A new era in chelation therapy began with the design and development of the oral iron-chelating drug deferiprone (L1).(6) Clinical trials in transfusional iron-loaded patients using doses of 75-110mg/kg/day have indicated that L1 can increase iron excretion and cause negative iron balance in most patients. L1 was first approved in India in 1994 and in Europe in 1999. It is estimated that more than 15,000 patients in more than 50 countries worldwide have used L1. L1 is more effective than DF in the removal of excess iron from the heart and is also less expensive than DF in developing countries.(1,4) The toxic side-effects of L1 are reversible and manageable and include joint/ musculoskeletal pains, gastric intolerance, neutropenia, zinc deficiency and agranulocytosis (0.6%).(3,6) The dropout of patients using L1 is about 5%.(3)

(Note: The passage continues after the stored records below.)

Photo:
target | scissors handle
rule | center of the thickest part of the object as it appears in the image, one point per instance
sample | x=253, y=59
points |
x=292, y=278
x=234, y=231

Combination therapy with L1 and DF has been introduced in many patients not responding, not complying or for whom either DF or L1 has toxic side-effects.(7,8) The administration of L1 (80-110mg/kg/day) during the day and of DF (40-60 mg/kg/day) at least three nights per week, as suggested by the International Committee on Oral Chelators, appears to be universally effective for removing excess iron and maintaining negative iron balance in transfusional iron-loaded patients.(1)

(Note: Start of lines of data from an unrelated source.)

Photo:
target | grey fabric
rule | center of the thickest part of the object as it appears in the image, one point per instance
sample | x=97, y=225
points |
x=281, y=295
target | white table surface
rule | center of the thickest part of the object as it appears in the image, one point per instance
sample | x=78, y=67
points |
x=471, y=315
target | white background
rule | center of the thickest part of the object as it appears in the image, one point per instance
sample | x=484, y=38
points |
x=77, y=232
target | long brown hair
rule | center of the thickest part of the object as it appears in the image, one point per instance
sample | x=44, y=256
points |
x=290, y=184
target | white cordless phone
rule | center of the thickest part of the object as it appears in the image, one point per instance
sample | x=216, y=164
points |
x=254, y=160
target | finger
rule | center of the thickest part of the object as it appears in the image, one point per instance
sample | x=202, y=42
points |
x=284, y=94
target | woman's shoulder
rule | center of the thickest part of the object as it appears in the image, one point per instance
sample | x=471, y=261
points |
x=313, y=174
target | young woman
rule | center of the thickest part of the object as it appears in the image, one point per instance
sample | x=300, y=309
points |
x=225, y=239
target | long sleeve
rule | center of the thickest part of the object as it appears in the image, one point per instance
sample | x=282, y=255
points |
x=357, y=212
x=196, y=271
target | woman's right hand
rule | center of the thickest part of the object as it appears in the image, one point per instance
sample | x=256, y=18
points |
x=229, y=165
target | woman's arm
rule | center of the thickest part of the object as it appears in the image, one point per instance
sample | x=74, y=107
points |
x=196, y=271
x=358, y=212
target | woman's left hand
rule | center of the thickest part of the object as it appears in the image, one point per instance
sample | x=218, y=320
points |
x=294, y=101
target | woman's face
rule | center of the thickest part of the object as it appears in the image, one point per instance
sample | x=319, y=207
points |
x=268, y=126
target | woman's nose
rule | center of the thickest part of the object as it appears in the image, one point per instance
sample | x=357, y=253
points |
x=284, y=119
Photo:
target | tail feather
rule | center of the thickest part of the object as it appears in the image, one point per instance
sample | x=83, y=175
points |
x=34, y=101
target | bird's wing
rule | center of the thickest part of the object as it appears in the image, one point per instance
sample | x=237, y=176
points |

At least three other promising oral iron chelators have recently reached the stage of clinical testing. The L1 derivative L1NAll has reached phase I clinical development with promising results.(1,9) Two other orally active chelators, namely deferasirox (ICL670, Exjade) and deferitrin (GT56-252), have reached phase III and phase II clinical development, respectively.(1,10,11) The iron-chelating drug market, which is currently estimated at 0.85bn Euros per year, is attracting a lot of interest from pharmaceutical companies.

ICL670, which has been developed by the pharmaceutical company Novartis, has received conditional FDA approval in November 2005. It has a very long plasma half-life and can only be administered once daily at 20-30mg/kg/day. It is generally ineffective in causing negative iron balance or depletion of excess iron from the heart but is effective in reducing liver iron.(1,10,12) Toxic side-effects mainly include gastric intolerance, skin rashes and increase in serum creatinine in 33% of the patients. The dropout rate in about 1,000 patients participating in clinical trials with ICL670 was 3-10%.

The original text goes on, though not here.